Sallie Mae, based in Reston, had heightened the drama by scheduling an afternoon conference call with college officials. On the call, Lord said he did not know until he read Spellings's letter at 1:08 p.m. what direction the call would take, implying that the company had been on the verge of withdrawing from the federal loan business.

Government officials drove a hard bargain, Lord said, but under the administration's plan, Sallie Mae's commitment to the program "is virtually unbounded."

An executive at the American Association of Collegiate Registrars and Admissions Officers, Barmak Nassirian, called the plan a bailout.

"Certainly the scale of this intervention may well exceed any emergency, any theoretical emergency we may face," Nassirian said. "Sallie Mae exiting federal student lending, threatening to exit federal student lending, is as credible as Starbucks threatening to leave the coffee business," Nassirian added.

In taking this initiative, the government was responding to a threat that has the potential to become a political issue in an election year.

Last year, Congress and President Bush enacted legislation cutting subsidies on government-backed loans. Some politicians argued that federal programs had showered excess profits on private lenders. Meanwhile, the credit crunch that began in the mortgage market spread to other sectors, making it costlier for lenders to sell student loans to investors and thereby replenish the funds needed to make more loans.

Dozens of lenders exited the federally backed student loan business, including many of the largest, and the industry pleaded for relief. Congress recently passed legislation paving the way for the administration to intervene.

"These offers of temporary federal support ensure lenders have the incentives, and, if necessary, the liquidity needed to continue serving students and families for the 2008-2009 academic year," Spellings said in the letter.

Lenders will have the option of selling the Education Department loans for the coming academic year. The payment would include $75 per loan to reimburse lenders for administrative costs.

"We believe this plan is a significant positive for the industry and Sallie Mae in particular as it should allow the company to gain considerable market share and ensures a healthy level of profitability on new loans," investment analyst Bruce W. Harting of Lehman Brothers wrote in a report to clients.

The administration was still refining the details of its offer to ensure they comply with a legislative requirement that they result in no net cost to the federal government, Spellings wrote.

In case the offer fails to keep enough private lenders in the system, the Education Department is increasing its ability to issue and service loans directly, Spellings wrote. She added that the department is also prepared to advance money to agencies that would act as lenders of last resort.

The department's plan and the legislation that preceded it "will prevent students from becoming the next victims of our failing economy," said Melissa Wagoner, a spokeswoman for Sen. Edward M. Kennedy (D-Mass.), chairman of the Health, Education, Labor and Pensions Committee.

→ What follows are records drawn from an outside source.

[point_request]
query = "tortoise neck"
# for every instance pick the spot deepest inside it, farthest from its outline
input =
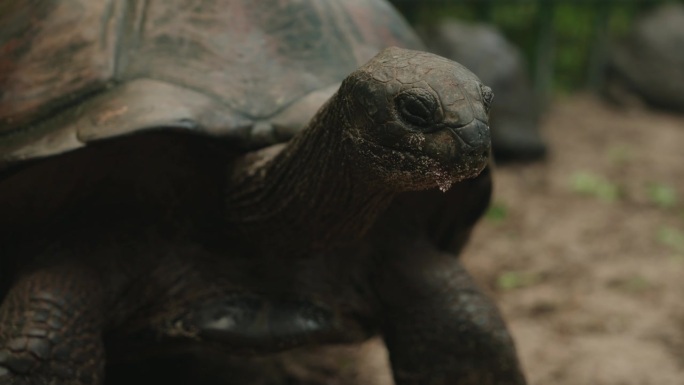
(308, 197)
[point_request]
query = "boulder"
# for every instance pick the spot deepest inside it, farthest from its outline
(649, 60)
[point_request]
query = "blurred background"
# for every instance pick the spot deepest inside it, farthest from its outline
(583, 247)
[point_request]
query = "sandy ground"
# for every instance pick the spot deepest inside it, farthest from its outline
(585, 252)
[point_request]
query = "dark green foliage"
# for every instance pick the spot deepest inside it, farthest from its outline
(578, 30)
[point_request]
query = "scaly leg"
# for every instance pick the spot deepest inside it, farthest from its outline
(50, 325)
(439, 328)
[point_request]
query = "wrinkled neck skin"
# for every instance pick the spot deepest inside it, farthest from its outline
(310, 196)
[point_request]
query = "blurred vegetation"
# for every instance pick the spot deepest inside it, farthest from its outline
(564, 38)
(594, 185)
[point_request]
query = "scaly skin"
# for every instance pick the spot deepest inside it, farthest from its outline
(288, 260)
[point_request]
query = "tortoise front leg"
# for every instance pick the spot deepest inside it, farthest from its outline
(439, 328)
(50, 329)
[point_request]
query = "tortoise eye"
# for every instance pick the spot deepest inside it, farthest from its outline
(487, 97)
(417, 107)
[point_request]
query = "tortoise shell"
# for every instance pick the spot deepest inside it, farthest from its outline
(251, 71)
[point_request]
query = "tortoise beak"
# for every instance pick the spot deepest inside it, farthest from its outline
(472, 145)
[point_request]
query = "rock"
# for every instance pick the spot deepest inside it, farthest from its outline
(649, 61)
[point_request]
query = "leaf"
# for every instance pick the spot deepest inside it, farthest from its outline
(662, 195)
(515, 279)
(590, 184)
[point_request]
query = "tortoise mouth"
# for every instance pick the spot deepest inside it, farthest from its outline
(445, 156)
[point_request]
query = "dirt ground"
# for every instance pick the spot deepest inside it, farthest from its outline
(585, 252)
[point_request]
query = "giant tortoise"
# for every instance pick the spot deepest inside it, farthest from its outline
(238, 175)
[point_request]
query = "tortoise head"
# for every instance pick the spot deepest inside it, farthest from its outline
(418, 120)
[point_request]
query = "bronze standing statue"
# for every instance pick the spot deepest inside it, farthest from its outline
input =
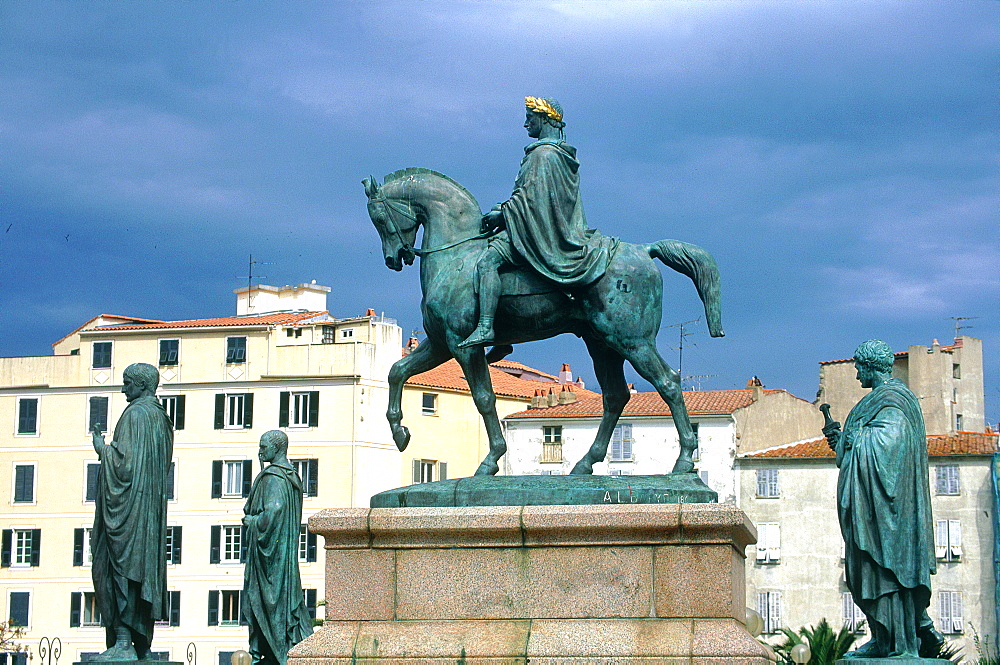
(130, 519)
(531, 269)
(274, 605)
(883, 501)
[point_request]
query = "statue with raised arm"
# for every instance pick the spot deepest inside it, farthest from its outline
(883, 502)
(542, 224)
(274, 605)
(129, 537)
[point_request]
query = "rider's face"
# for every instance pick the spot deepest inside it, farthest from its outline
(533, 123)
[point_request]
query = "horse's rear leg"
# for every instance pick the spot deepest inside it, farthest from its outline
(651, 366)
(426, 356)
(608, 367)
(477, 373)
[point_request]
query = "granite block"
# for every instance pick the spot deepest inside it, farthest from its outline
(360, 585)
(513, 583)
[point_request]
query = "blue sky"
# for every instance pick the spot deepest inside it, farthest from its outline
(840, 159)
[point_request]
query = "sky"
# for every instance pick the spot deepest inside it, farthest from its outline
(839, 159)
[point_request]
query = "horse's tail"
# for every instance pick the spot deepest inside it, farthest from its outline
(699, 265)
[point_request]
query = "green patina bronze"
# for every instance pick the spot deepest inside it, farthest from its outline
(130, 519)
(549, 491)
(475, 268)
(883, 501)
(274, 605)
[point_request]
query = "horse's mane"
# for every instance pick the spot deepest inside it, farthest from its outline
(416, 170)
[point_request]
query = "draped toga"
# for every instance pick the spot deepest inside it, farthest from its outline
(273, 605)
(544, 217)
(129, 537)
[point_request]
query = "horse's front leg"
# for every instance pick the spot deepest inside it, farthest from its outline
(425, 357)
(477, 373)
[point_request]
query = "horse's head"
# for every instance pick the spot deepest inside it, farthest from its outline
(395, 222)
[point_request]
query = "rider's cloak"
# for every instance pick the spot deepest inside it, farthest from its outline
(545, 218)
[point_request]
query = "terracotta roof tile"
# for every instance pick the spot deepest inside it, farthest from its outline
(704, 402)
(224, 322)
(961, 443)
(449, 376)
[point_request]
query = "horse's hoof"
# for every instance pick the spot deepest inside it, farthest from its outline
(401, 436)
(487, 469)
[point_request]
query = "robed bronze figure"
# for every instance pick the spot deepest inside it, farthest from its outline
(130, 519)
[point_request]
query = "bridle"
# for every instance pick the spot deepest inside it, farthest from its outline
(394, 229)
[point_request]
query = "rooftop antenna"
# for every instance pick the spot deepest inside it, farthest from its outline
(250, 277)
(958, 323)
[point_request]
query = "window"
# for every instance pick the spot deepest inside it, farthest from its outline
(227, 544)
(19, 609)
(767, 483)
(425, 470)
(98, 413)
(27, 415)
(768, 542)
(174, 534)
(24, 483)
(90, 481)
(854, 618)
(173, 617)
(298, 409)
(82, 554)
(102, 355)
(20, 547)
(308, 470)
(769, 608)
(307, 545)
(950, 611)
(231, 478)
(948, 540)
(621, 444)
(169, 350)
(224, 608)
(174, 406)
(234, 411)
(236, 350)
(552, 443)
(946, 479)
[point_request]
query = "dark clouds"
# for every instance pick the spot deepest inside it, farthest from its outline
(839, 159)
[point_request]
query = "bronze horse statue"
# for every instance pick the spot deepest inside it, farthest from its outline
(617, 316)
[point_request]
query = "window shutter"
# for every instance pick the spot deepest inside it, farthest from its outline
(247, 411)
(92, 471)
(217, 479)
(955, 538)
(36, 543)
(314, 408)
(75, 600)
(941, 539)
(176, 553)
(179, 412)
(283, 409)
(213, 551)
(247, 477)
(220, 411)
(77, 547)
(175, 607)
(213, 608)
(312, 485)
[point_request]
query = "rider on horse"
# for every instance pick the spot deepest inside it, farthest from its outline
(542, 223)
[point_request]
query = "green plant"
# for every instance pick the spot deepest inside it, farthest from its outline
(826, 646)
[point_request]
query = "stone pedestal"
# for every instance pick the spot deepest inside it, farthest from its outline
(586, 584)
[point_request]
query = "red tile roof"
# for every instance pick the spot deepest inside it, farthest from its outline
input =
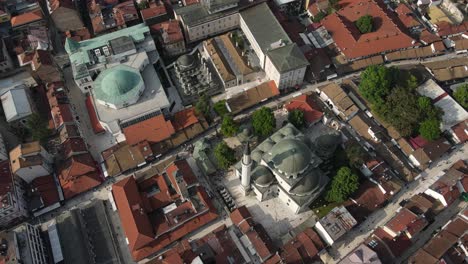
(406, 16)
(303, 248)
(461, 131)
(153, 130)
(387, 37)
(76, 166)
(401, 221)
(153, 11)
(184, 119)
(95, 124)
(72, 146)
(46, 188)
(26, 18)
(135, 221)
(182, 167)
(306, 105)
(61, 114)
(171, 29)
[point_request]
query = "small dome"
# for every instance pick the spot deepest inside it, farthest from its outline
(262, 176)
(308, 183)
(291, 156)
(289, 131)
(186, 60)
(277, 137)
(257, 155)
(119, 82)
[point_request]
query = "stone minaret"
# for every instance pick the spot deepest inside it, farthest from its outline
(246, 169)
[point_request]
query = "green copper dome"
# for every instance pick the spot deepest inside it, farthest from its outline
(119, 85)
(119, 82)
(291, 156)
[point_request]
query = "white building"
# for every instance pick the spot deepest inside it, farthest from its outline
(16, 104)
(12, 200)
(117, 70)
(3, 151)
(454, 113)
(335, 224)
(30, 160)
(208, 18)
(283, 166)
(281, 59)
(6, 64)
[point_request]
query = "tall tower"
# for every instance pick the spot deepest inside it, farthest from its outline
(246, 169)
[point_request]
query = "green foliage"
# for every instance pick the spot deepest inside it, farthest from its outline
(377, 82)
(38, 128)
(393, 97)
(296, 117)
(225, 156)
(229, 127)
(461, 95)
(356, 154)
(430, 129)
(142, 5)
(424, 103)
(203, 106)
(317, 18)
(343, 185)
(365, 24)
(263, 122)
(220, 108)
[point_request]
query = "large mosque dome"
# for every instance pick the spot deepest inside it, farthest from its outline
(118, 86)
(291, 156)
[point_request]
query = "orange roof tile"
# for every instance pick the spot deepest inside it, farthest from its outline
(184, 119)
(135, 221)
(387, 37)
(306, 105)
(26, 18)
(153, 130)
(153, 11)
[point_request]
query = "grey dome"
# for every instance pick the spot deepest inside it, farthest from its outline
(291, 156)
(262, 176)
(277, 137)
(257, 155)
(308, 183)
(186, 60)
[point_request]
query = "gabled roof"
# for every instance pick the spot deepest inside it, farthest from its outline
(153, 130)
(401, 221)
(135, 221)
(26, 18)
(387, 37)
(76, 166)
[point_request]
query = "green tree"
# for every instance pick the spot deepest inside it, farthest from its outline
(296, 117)
(402, 111)
(203, 106)
(225, 156)
(263, 122)
(424, 103)
(229, 127)
(220, 108)
(356, 154)
(321, 15)
(461, 95)
(343, 185)
(38, 128)
(430, 129)
(377, 83)
(365, 24)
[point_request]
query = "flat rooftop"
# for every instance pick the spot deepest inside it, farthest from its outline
(153, 99)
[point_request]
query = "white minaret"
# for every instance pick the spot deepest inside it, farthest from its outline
(246, 169)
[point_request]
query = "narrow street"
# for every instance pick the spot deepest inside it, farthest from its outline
(356, 236)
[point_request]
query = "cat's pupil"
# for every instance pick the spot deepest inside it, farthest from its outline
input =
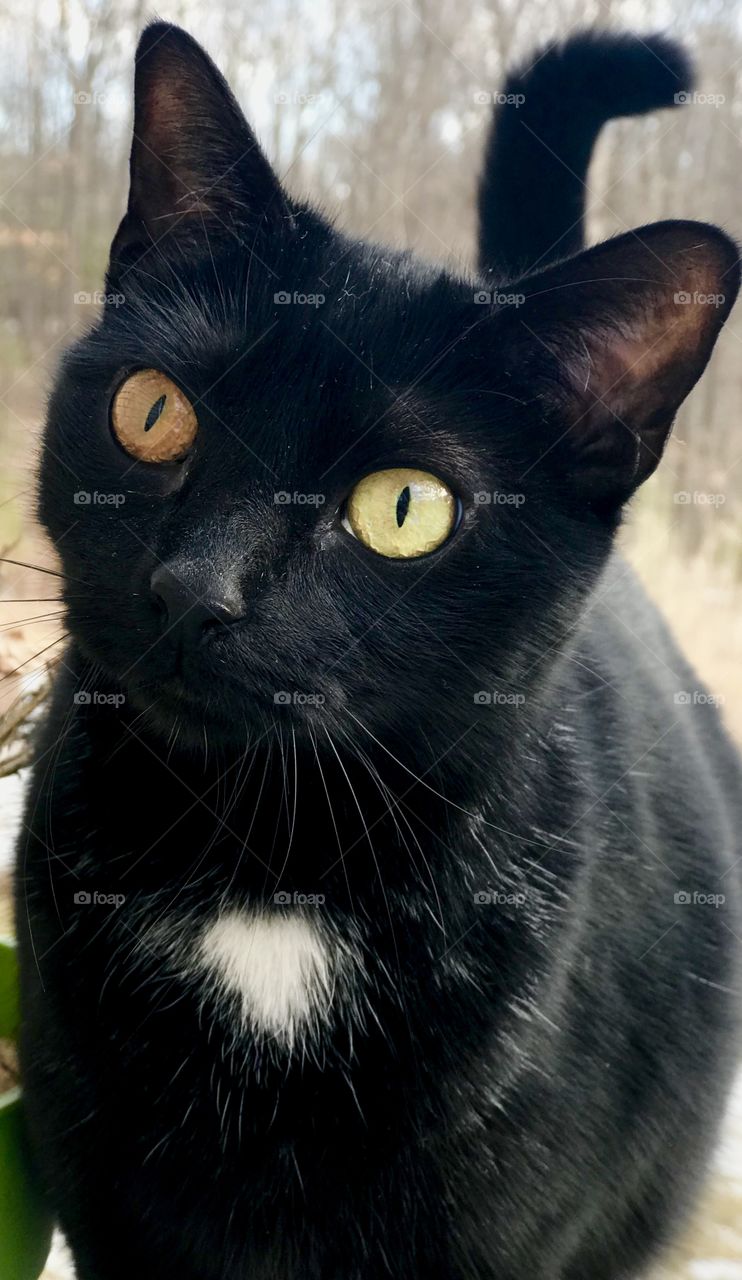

But, in her written statement, Wagoner reiterated Kennedy's dim view of private lenders.

"In the long term, Senator Kennedy believes that the best and most reliable option for students is for colleges to remove banks and lenders from the equation and use the Education Department's Direct Loan program instead," Wagoner said.

Whether students and their families faced a looming crisis has been debated.

"Absent any relief, we expect a major shortfall in access to student loans this year," Sallie Mae vice chairman and chief financial officer John F. Remondi said in written testimony to the Senate Banking Committee last month.

Sallie Mae shares rose 5.9 percent, closing at $22.

While many lenders stopped issuing government-backed loans, one of the largest, Bank of America, last month reaffirmed its commitment to issuing federally backed loans. It said it would no longer issue strictly private student loans.